Regressemos às aulas de Formação Cívica: ambicionando fazer evoluir mentalidades, o Ministério da Educação concebeu um espaço semanal para desenvolver a cidadania nos mais novos, mas parte das escolas pode ter desprezado esta urgência. Isto é mais um palpite do que um estudo científico, mas várias pessoas de distintas idades, geografias, instituições e áreas de formação me confirmaram a suspeita: de modo geral, ninguém sabe bem o que andou a fazer nessa disciplina. Maioritariamente, as aulas de Cidadania foram sessões de fait divers, dos meninos que se andavam a portar mal ou, por exemplo, de matemática, quando a directora de turma era a professora de matemática. Isto é lamentável.
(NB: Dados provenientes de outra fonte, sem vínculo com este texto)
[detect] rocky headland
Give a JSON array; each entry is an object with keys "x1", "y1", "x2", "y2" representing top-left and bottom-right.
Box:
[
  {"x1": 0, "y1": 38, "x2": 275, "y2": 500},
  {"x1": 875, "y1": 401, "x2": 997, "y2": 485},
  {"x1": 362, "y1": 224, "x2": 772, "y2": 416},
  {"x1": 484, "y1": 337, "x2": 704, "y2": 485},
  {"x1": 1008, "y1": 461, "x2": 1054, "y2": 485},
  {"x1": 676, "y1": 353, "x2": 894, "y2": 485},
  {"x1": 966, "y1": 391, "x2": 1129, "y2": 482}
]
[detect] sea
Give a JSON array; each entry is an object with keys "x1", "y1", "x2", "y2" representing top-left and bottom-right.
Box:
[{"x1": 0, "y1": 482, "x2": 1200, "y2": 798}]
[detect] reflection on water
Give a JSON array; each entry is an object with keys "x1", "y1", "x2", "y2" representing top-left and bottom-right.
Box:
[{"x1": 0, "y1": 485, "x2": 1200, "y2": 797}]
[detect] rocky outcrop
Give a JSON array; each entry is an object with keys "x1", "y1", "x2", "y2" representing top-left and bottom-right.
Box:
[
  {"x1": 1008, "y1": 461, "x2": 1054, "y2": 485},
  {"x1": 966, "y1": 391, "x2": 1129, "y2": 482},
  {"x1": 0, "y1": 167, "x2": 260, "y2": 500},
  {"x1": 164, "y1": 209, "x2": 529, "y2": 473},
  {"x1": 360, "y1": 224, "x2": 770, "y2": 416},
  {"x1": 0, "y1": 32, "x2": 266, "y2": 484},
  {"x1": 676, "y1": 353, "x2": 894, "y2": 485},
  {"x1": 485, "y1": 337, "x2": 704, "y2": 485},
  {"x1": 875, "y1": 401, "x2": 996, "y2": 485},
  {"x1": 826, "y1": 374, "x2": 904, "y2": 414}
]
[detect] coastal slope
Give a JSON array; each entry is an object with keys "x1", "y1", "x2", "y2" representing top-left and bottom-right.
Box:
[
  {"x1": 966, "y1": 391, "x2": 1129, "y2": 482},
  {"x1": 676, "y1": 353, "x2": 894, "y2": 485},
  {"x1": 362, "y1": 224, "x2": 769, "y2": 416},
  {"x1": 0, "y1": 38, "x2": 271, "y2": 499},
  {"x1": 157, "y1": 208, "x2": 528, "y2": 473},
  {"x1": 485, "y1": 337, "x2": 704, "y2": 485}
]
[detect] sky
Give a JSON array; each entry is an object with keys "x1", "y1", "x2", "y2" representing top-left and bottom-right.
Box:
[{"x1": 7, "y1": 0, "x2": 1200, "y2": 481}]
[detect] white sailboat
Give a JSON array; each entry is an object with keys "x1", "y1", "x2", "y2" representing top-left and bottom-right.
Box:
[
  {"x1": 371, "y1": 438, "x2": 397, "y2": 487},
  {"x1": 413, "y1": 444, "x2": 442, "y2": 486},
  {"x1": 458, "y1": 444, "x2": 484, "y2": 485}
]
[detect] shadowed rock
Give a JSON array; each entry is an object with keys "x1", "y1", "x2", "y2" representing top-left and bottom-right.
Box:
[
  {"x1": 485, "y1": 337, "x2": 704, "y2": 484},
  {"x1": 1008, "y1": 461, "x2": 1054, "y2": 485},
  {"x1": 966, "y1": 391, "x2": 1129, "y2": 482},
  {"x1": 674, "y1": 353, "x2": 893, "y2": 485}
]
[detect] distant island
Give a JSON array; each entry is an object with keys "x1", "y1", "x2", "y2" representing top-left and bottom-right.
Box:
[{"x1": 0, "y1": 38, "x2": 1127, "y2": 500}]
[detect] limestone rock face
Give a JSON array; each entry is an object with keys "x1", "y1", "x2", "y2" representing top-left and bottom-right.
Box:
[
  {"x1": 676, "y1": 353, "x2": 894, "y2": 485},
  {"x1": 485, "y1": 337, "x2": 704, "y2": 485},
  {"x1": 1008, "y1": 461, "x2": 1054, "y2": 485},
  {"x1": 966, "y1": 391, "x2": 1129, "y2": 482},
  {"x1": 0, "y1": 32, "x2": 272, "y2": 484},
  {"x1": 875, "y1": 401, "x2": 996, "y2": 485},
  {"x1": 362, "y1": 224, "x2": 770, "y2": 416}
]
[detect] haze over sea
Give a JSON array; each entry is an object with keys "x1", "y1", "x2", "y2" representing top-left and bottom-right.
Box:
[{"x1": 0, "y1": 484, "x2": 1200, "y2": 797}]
Por um lado, será irrealista acreditar que quarenta e cinco minutos por semana chegariam para formar uma geração. Mantenho-me ao lado dos professores na certeza de que a educação também tem de vir de casa, de que as escolas não têm toda a responsabilidade pela má criação de quem fervilha em hormonas e de que há valiosíssimos esforços nesse sentido. Por outro, parece-me que poderíamos ter aproveitado esse tempo para trabalhar o mínimo dos mínimos: conceitos fundamentais, direitos humanos, igualdade, liberdade, justiça, ecologia, sociedade, informação, de forma a garantir que saíamos da escola com a noção de que, sendo todos iguais perante a lei, não somos todos cidadãos iguais. Isto é importante: respirar não chega para se ser cidadão e a nossa “qualidade” vem do nosso envolvimento. Ter tido horas e horas de Formação Cívica e não ir votar, sendo totalmente acrítico em relação ao universo, é como chegar ao 12º ano e passar a português sem saber o abecedário, ou seja, não se compreende. Esta mudança tem de acontecer.
A cidadania tem deveres. Há bons cidadãos e cidadãos medíocres. As opiniões são todas válidas, mas não são todas iguais, nem muito menos valem o mesmo. Não querer saber não é engraçado, é ignorância, e a ignorância é triste e perigosa. É urgente que esta diferença seja clara, em especial num momento em que a gestão de uma crise sem precedentes, com a montanha-russa política que aí vem, obrigará a uma mobilização brutal e a uma atenção astuta da parte de todos. Esperemos que o medo do vírus e a necessidade de reconstrução nos tenha acordado, porque o interesse é de todos. Temos mesmo de poder contar com todos.